I feel comfortable participating in our little introvert and ‘mystic’ community, it provides me with a strange, possibly illogical, feeling of belonging. Maybe this is the reason why I was profoundly upset after reading tweets from people who negate the mere existence of the coronavirus or openly say they have no interest in getting a vaccine, since they are healthy and it is of no benefit to them. My heart sunk several floors down to the garage, truly dismayed.
I am usually quite flat with emotions (unfortunately), so this unrest made me stop and think. Why was I so upset? After all, don’t I write about the difficulty, or even the impossibility, of assimilating reality? How many times have I argued about how we paint our world, our reality, with our own projections? Why would I be upset if their reality does not fit with my own definition of real? What is ‘real’, anyway?

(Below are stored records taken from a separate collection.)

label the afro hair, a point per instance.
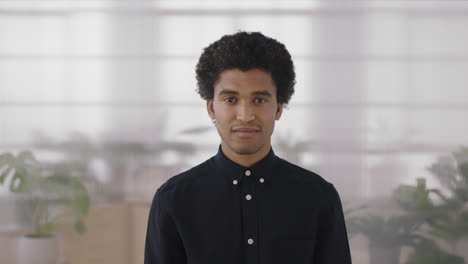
(246, 51)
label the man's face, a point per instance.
(245, 108)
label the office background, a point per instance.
(108, 86)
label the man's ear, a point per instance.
(210, 108)
(279, 111)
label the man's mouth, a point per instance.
(245, 132)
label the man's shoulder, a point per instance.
(301, 176)
(299, 173)
(186, 178)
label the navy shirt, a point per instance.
(220, 212)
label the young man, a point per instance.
(245, 205)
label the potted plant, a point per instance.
(57, 199)
(446, 221)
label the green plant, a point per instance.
(390, 232)
(445, 212)
(50, 188)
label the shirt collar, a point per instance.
(236, 172)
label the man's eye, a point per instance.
(230, 99)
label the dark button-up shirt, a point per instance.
(220, 212)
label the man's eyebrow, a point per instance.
(264, 93)
(227, 91)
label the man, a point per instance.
(245, 205)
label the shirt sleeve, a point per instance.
(163, 243)
(332, 240)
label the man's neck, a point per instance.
(246, 160)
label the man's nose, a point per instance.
(245, 113)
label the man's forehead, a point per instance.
(263, 92)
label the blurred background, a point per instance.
(98, 107)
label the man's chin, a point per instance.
(246, 149)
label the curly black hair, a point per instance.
(245, 51)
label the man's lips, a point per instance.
(245, 132)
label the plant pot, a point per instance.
(38, 250)
(384, 255)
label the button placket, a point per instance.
(250, 217)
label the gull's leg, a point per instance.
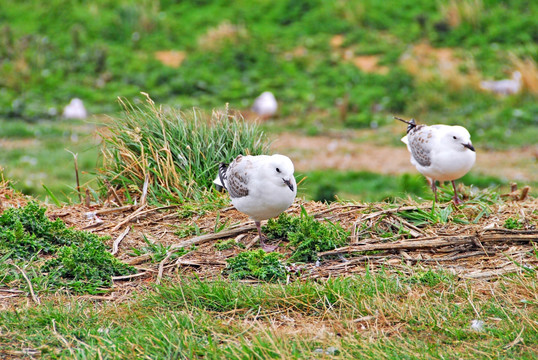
(456, 199)
(434, 189)
(263, 245)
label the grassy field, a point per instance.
(334, 67)
(379, 315)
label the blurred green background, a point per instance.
(333, 66)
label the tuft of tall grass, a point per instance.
(178, 152)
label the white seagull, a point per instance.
(75, 110)
(260, 186)
(440, 152)
(265, 105)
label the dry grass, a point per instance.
(529, 72)
(456, 12)
(222, 35)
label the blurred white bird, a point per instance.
(75, 110)
(440, 152)
(504, 87)
(265, 105)
(260, 186)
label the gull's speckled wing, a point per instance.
(236, 178)
(420, 144)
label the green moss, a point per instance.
(256, 264)
(307, 235)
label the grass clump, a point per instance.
(179, 152)
(80, 260)
(306, 235)
(256, 264)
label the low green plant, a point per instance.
(86, 267)
(513, 224)
(27, 231)
(80, 261)
(307, 235)
(256, 264)
(227, 244)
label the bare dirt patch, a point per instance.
(171, 58)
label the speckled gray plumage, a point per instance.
(420, 138)
(234, 178)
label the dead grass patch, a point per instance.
(427, 63)
(529, 72)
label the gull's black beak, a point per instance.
(469, 146)
(288, 182)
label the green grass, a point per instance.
(328, 185)
(178, 152)
(88, 54)
(35, 154)
(427, 315)
(54, 256)
(306, 235)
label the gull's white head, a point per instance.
(279, 170)
(458, 138)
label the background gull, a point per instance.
(265, 105)
(75, 110)
(440, 152)
(260, 186)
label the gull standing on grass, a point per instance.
(260, 186)
(440, 152)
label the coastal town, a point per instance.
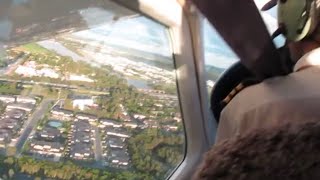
(57, 109)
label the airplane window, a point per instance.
(219, 56)
(87, 91)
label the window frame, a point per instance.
(188, 52)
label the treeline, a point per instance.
(11, 167)
(156, 153)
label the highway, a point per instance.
(97, 144)
(30, 124)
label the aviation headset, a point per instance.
(297, 20)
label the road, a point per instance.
(31, 123)
(97, 145)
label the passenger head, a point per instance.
(285, 152)
(299, 20)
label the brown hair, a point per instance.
(285, 152)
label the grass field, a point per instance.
(35, 48)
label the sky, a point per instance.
(146, 35)
(218, 53)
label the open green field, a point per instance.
(35, 48)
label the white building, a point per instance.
(7, 98)
(26, 71)
(47, 72)
(82, 104)
(74, 77)
(24, 99)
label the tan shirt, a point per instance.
(291, 98)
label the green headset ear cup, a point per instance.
(294, 15)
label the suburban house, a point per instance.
(83, 126)
(7, 98)
(49, 133)
(119, 158)
(109, 122)
(21, 106)
(88, 117)
(115, 142)
(119, 132)
(14, 113)
(62, 113)
(81, 151)
(132, 125)
(83, 103)
(44, 147)
(24, 99)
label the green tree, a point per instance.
(11, 173)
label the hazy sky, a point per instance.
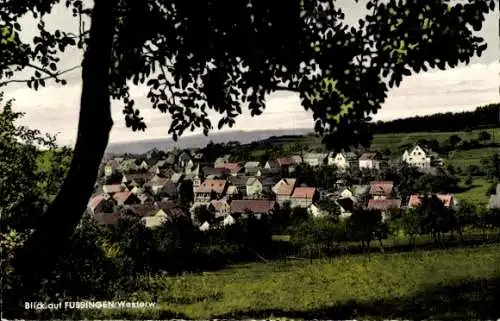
(54, 109)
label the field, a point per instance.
(441, 284)
(476, 194)
(394, 141)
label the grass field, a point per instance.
(394, 141)
(442, 284)
(477, 194)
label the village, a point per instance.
(160, 187)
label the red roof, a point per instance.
(254, 206)
(95, 201)
(447, 200)
(232, 167)
(218, 204)
(107, 218)
(383, 204)
(285, 186)
(209, 185)
(115, 188)
(304, 192)
(381, 188)
(369, 156)
(121, 197)
(286, 161)
(143, 209)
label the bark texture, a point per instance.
(38, 257)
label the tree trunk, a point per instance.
(37, 258)
(381, 244)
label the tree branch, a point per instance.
(50, 75)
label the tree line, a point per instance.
(482, 117)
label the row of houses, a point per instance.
(230, 189)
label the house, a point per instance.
(251, 165)
(447, 199)
(126, 198)
(145, 198)
(220, 208)
(107, 218)
(160, 185)
(176, 178)
(381, 189)
(146, 164)
(205, 227)
(253, 188)
(192, 169)
(419, 157)
(216, 172)
(494, 201)
(257, 207)
(346, 206)
(233, 191)
(111, 167)
(184, 158)
(304, 197)
(129, 165)
(253, 171)
(142, 210)
(286, 163)
(297, 158)
(166, 212)
(343, 160)
(360, 190)
(316, 212)
(113, 188)
(136, 179)
(315, 159)
(228, 220)
(210, 187)
(239, 181)
(272, 166)
(370, 161)
(384, 206)
(345, 192)
(284, 189)
(97, 204)
(137, 190)
(221, 161)
(233, 168)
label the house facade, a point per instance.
(304, 197)
(370, 161)
(417, 157)
(253, 188)
(283, 190)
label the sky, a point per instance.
(54, 109)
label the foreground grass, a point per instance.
(443, 284)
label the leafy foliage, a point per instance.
(222, 56)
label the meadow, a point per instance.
(440, 284)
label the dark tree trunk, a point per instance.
(38, 257)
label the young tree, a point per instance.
(364, 225)
(484, 136)
(465, 215)
(212, 55)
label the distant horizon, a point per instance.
(298, 129)
(55, 109)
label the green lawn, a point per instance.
(441, 284)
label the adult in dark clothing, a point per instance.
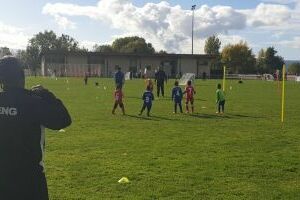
(24, 114)
(119, 77)
(160, 78)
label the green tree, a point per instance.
(212, 45)
(67, 43)
(4, 51)
(103, 48)
(46, 41)
(294, 68)
(239, 58)
(132, 45)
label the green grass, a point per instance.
(245, 154)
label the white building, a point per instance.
(104, 64)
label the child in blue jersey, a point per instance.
(148, 97)
(177, 97)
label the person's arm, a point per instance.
(51, 111)
(152, 96)
(123, 78)
(165, 77)
(185, 91)
(173, 94)
(218, 97)
(181, 93)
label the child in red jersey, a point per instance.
(189, 95)
(149, 83)
(118, 99)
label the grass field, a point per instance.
(245, 154)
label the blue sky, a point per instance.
(167, 25)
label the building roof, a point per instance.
(84, 53)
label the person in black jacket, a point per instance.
(160, 78)
(24, 115)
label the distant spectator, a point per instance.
(160, 78)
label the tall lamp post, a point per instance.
(193, 10)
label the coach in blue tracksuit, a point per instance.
(119, 77)
(177, 96)
(24, 114)
(160, 79)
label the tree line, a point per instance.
(238, 58)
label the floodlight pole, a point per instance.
(193, 10)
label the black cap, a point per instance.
(11, 72)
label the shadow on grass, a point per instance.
(243, 116)
(226, 116)
(153, 118)
(143, 117)
(209, 116)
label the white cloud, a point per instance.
(12, 37)
(87, 44)
(267, 15)
(64, 23)
(293, 43)
(169, 27)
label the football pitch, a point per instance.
(244, 154)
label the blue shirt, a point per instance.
(148, 97)
(177, 94)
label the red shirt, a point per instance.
(189, 90)
(119, 95)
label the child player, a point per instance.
(189, 95)
(148, 97)
(118, 99)
(149, 83)
(220, 99)
(177, 97)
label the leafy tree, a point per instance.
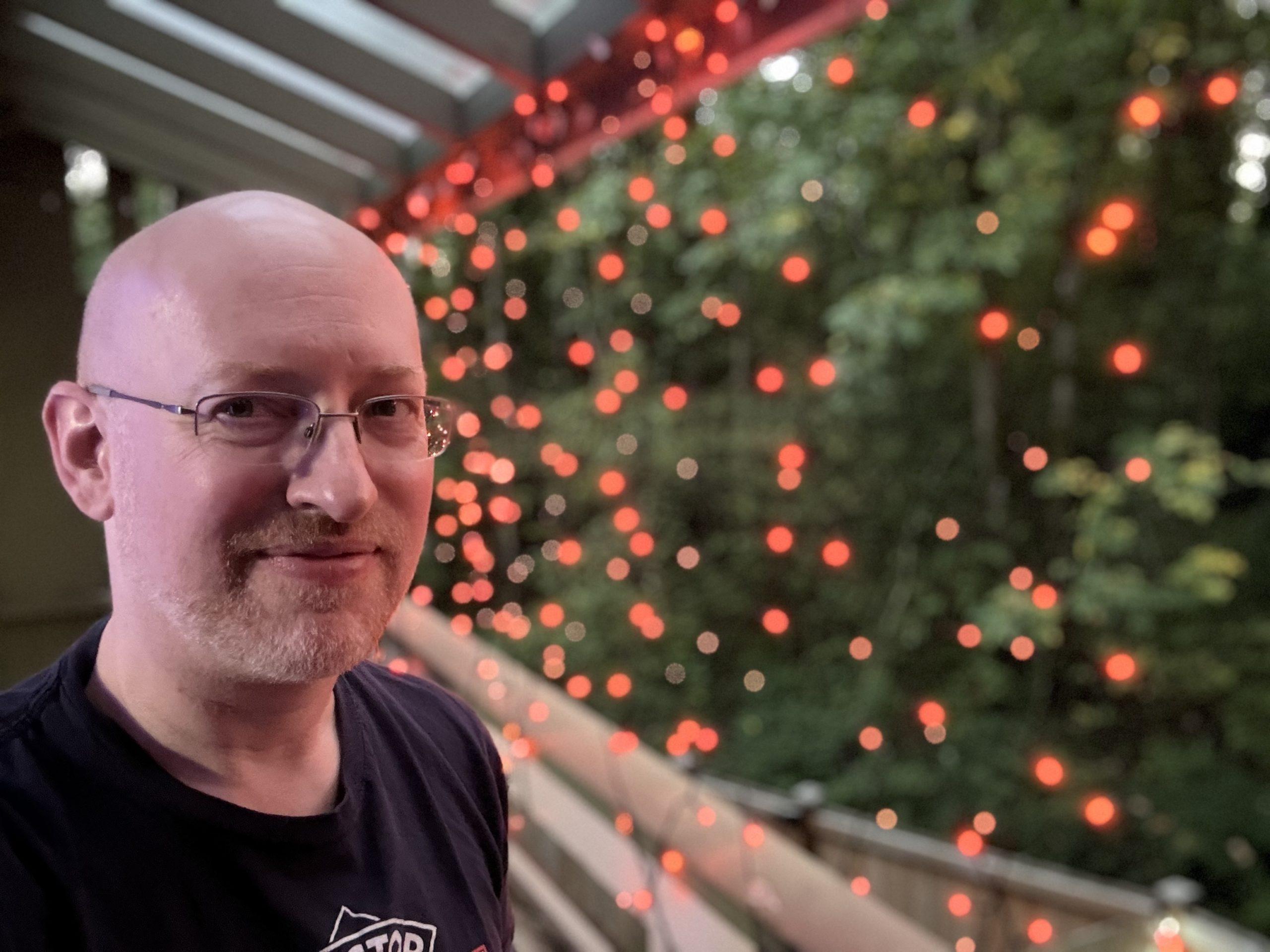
(915, 223)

Maybe others feel the same way about my own reality, upset that I refuse to see the obvious facts as clearly as they do. Probably they find their own version of reality more befitting than my view. But isn’t that what I do too?
Maybe it is about the knowledge we have acquired. It is easy for me to believe what I read about the virus. I have been trained to understand it and most of it is reasonable and not in conflict with my previous view of the world. In other words, I can consider it real according to my own standards. However, what happens with fields I have no deep knowledge of? Don’t I have an opinion about law, for instance? Don’t I know, it seems, as much as lawyers do? Football managers… don’t get me started. We all know more. Psychology… of course I know more, I ‘know it inside’, how could I possibly be wrong?
It’s interesting that I would readily admit the limits of my knowledge in the field in which I have worked for decades, while it would be more difficult for me to admit that I am wrong about something I really don’t have much knowledge about, just opinions. It seems it takes more effort to uproot my uninformed opinions (beliefs?) than to admit the shaky limits of my own knowledge. Maybe it’s time to calm down, retreat home, and look dispassionately at what I consider my reality. Just in case there is a tiny chance that I am wrong…
There is a lesson everywhere. Why am I so upset? What does this say about me? What am I actually upset about? Am I projecting my own shadow here?
Anything strange and new arouses fear and mistrust, as though concealing unknown perils; heirlooms and suchlike are attached to his soul as by invisible threads; any change is upsetting, if not positively dangerous, as it seems to denote a magical animation of the object. His ideal is a lonely island where nothing moves except what he permits to move.
Carl Jung, Psychological Types
We react to ‘different’. We could almost say we hate ‘different’. ‘Different’ is a threat, a challenge. It questions us. It starts touching our pillars, our foundations. Just with the tip of its finger, nonchalantly, carelessly, as if nothing could happen. Oh, but we know. Deep inside we know how that innocent touch could start a wave that would bring our foundations down. Would I rather stay wrong than change? Is that why I reject a view, a reality that is different from my own?
It is fear of losing control. A part of me wants reality to be stable, universal, unchangeable. That part of me still reacts viscerally against any challenge to my ‘reality’. It’s a defence mechanism of my ego consciousness. It does not wish to be reminded that we are floating on change and that we don’t really know anything that is permanent. That part of me clings desperately to a rock and it can just not let go. I can almost feel the pain in its nails, the tension in its face, the anger, while it fights desperately against the current. As if that rock were everything my ego knew and letting go were so dangerous. The Unknown. I can taste its fear, the fear that with change my ego will be altered somehow, it will be harmed, it will cease to exist. It will ‘die’.
I thought we might end this evening with a discussion of the soul. All of the greatest religions speak of the soul’s endurance before the end of life. So what then does it mean to die?
Eissenheim, The Illusionist
This has been a humbling experience. I still believe that denying the existence of the virus or the convenience of vaccines is mistaken, but I’m glad I could see beyond my own anger. Let’s be a good sport, be grateful and move on.